Was Vereine als Arbeitgeber zum Thema Flüchtlinge wissen sollten

Gerade Vereine, die im Kontext von Flüchtlingen oder Entwicklungszusammenarbeit ihre Heimat stellen sich die Frage, ob sie Flüchtlinge beschäftigen dürfen, um ihnen die Integration zu erleichtern und ihr Wissen für die Vereinsarbeit zu nutzen. Dabei sind allerdings einige rechtliche Aspekte zu berücksichtigen. Die Antworten auf die wichtigsten Fragen finden Sie in diesem Beitrag.

Was sind Flüchtlinge?

Zunächst ist es wichtig, sich klarzumachen, dass unter dem Begriff „Flüchtling“ im täglichen Sprachgebrauch normalerweise 3 Personengruppen zusammengefasst werden. Allerdings muss man differenzieren, da insoweit unterschiedliche Regelungen gelten. Unter dem Begriff „Flüchtling“ werden üblicherweise verstanden:

Anerkannte Flüchtlinge Anerkannte Flüchtlinge mit Aufenthaltserlaubnis sind Menschen, über deren Asylantrag bereits positiv entschieden wurde und die deshalb eine Aufenthaltserlaubnis erhalten haben.
Asylsuchende mit Aufenthaltsgestattung Dies sind Personen, deren Asylverfahren noch nicht abgeschlossen wurde.
Geduldete Unter diesem Begriff versteht man solche Personen, deren Asylverfahren bereits abgeschlossen wurde, die aus – in der Regel humanitären Gründen –aber nicht abgeschoben werden.

Wann dürfen Sie Flüchtlinge beschäftigen?

Am einfachsten ist die Situation bei anerkannten Flüchtlingen mit Aufenthaltserlaubnis. Vereine dürfen anerkannte Flüchtlinge mit Aufenthaltserlaubnis grundsätzlich für jede Beschäftigung einstellen. Insoweit gelten keine Besonderheiten.

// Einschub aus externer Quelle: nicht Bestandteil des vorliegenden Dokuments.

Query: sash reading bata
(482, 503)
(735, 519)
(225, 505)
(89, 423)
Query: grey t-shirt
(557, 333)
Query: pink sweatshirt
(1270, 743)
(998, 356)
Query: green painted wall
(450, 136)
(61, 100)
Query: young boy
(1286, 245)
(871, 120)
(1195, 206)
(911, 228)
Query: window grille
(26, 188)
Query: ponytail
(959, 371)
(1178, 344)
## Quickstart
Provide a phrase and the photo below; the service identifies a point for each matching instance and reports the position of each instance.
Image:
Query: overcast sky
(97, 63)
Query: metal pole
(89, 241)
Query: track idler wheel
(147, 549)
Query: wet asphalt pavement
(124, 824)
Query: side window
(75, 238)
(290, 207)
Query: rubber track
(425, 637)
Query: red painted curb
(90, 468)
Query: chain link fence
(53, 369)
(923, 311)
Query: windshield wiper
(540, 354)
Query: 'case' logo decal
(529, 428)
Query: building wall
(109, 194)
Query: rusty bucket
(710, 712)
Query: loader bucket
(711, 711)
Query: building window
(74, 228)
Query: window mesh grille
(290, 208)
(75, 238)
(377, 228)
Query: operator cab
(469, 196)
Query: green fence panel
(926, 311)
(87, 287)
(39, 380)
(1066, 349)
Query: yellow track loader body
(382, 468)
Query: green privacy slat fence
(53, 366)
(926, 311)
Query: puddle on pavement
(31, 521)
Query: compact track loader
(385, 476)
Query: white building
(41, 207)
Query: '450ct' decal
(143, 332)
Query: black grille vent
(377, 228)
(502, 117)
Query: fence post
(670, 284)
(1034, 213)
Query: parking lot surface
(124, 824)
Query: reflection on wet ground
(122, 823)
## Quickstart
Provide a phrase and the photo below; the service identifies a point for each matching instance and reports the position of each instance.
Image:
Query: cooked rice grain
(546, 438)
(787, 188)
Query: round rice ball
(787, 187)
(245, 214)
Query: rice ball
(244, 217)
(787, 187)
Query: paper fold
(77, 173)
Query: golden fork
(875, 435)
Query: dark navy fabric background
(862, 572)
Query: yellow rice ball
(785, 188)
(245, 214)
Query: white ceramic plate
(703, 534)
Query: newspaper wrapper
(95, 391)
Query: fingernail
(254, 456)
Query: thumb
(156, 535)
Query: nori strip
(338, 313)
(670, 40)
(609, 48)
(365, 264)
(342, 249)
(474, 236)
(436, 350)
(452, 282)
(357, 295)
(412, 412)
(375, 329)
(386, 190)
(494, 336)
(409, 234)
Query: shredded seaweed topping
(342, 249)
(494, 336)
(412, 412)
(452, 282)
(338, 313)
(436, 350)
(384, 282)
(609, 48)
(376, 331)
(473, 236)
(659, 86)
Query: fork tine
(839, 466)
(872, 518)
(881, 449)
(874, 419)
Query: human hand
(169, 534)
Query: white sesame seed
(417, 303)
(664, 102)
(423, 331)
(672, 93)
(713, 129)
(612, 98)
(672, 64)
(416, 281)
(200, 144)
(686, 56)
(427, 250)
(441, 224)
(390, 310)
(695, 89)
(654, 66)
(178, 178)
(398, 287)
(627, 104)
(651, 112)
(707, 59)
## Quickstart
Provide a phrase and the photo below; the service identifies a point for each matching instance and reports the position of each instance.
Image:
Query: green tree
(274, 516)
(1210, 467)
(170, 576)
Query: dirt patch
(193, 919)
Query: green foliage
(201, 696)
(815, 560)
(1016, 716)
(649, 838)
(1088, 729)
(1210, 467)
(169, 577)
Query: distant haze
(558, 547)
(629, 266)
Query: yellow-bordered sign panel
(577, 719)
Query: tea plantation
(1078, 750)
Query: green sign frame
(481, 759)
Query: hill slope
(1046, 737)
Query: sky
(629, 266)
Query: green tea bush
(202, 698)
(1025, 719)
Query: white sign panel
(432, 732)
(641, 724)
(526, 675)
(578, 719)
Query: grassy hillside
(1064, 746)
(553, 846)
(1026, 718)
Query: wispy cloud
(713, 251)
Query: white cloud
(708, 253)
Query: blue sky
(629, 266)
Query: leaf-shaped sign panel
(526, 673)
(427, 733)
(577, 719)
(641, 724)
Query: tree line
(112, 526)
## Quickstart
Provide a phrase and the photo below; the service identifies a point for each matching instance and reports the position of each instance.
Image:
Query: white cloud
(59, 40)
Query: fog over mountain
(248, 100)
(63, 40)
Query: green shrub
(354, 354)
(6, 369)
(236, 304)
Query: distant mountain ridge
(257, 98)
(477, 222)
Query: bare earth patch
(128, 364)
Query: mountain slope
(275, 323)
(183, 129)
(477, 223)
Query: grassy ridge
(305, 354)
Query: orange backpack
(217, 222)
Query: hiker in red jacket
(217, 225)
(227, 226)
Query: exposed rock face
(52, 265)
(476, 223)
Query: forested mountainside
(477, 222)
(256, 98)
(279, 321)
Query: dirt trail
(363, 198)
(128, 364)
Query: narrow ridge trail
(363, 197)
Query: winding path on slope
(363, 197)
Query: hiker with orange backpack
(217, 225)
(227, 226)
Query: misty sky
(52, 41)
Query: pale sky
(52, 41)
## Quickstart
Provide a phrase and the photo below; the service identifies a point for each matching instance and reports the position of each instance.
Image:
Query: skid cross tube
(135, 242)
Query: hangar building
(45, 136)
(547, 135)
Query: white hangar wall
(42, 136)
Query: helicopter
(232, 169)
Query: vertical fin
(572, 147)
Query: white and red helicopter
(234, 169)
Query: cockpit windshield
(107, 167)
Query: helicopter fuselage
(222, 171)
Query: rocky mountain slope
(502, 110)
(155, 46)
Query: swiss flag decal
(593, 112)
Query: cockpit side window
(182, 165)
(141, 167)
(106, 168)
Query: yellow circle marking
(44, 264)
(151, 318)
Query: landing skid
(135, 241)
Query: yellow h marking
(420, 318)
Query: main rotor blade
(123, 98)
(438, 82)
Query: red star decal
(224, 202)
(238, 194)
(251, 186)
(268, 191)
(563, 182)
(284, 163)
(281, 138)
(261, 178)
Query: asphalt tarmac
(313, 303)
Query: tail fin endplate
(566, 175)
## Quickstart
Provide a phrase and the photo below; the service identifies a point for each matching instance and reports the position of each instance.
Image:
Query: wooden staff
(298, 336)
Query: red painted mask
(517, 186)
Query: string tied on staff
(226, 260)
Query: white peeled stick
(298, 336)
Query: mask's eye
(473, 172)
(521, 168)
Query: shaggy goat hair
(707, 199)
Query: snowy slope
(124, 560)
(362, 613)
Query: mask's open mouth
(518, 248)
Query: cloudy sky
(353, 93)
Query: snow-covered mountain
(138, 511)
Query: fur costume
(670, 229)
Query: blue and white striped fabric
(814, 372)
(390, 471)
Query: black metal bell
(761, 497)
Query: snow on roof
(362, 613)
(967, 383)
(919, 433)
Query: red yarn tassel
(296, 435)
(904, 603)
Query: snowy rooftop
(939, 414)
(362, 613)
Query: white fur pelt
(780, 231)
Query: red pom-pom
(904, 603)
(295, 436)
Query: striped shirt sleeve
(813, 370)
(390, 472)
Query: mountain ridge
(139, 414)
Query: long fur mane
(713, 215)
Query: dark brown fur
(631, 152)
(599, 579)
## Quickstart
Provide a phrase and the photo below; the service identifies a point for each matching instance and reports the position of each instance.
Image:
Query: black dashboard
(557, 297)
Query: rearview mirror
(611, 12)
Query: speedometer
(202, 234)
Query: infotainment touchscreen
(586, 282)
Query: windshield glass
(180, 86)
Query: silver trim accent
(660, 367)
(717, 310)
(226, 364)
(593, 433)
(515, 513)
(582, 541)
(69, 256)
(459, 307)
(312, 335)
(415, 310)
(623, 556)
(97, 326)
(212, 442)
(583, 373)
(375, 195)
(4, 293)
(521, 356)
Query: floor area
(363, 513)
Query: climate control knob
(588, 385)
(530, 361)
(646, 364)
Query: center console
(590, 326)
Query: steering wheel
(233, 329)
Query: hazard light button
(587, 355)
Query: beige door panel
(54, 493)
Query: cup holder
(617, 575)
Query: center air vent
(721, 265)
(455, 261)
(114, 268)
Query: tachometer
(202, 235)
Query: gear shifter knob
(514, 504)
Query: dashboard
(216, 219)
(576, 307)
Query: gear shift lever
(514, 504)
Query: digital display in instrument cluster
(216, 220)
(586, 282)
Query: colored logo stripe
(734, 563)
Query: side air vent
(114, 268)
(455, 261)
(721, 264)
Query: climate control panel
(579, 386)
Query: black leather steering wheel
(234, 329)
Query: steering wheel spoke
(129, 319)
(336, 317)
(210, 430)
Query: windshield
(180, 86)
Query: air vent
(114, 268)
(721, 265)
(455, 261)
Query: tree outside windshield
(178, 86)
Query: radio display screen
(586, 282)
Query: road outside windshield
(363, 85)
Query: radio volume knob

Etwas komplizierter ist es bei den beiden anderen Personengruppen. Hier kommt es auf die Dauer des Aufenthalts in Deutschland an.

In den ersten drei Monaten des Aufenthalts dürfen sie überhaupt keine Erwerbstätigkeit ausüben.

Ab Beginn des 4. Monats des Aufenthalts in Deutschland ist eine Beschäftigung unter gewissen Voraussetzungen möglich. Voraussetzung ist, dass die Ausländerbehörde die Beschäftigung gestattet. Hierfür ist die Zustimmung der Bundesagentur für Arbeit (BfA) erforderlich. Ob die Bundesagentur diese Zustimmung erteilt, steht in ihrem Ermessen. Sie kann dies dann tun, wenn hieraus keine Nachteile für den Arbeitsmarkt entstehen und für die Beschäftigung keine deutschen oder EU-Bürger zur Verfügung stehen (Vorrangprüfung). Nur unter bestimmten Voraussetzungen kann eine Zustimmung der BfA entfallen (z. B. für Hochschulabsolventen und Fachkräfte in sog. Engpassberufen).

Ist der Flüchtling bereits 15 Monate in Deutschland, ist die Vorrangprüfung nicht mehr erforderlich. Nach wie vor muss die BfA jedoch der Beschäftigung zustimmen.

Die alleinige Entscheidung über die Zustimmung zur Beschäftigung trifft die Ausländerbehörde erst, wenn der Flüchtling vier Jahre in Deutschland.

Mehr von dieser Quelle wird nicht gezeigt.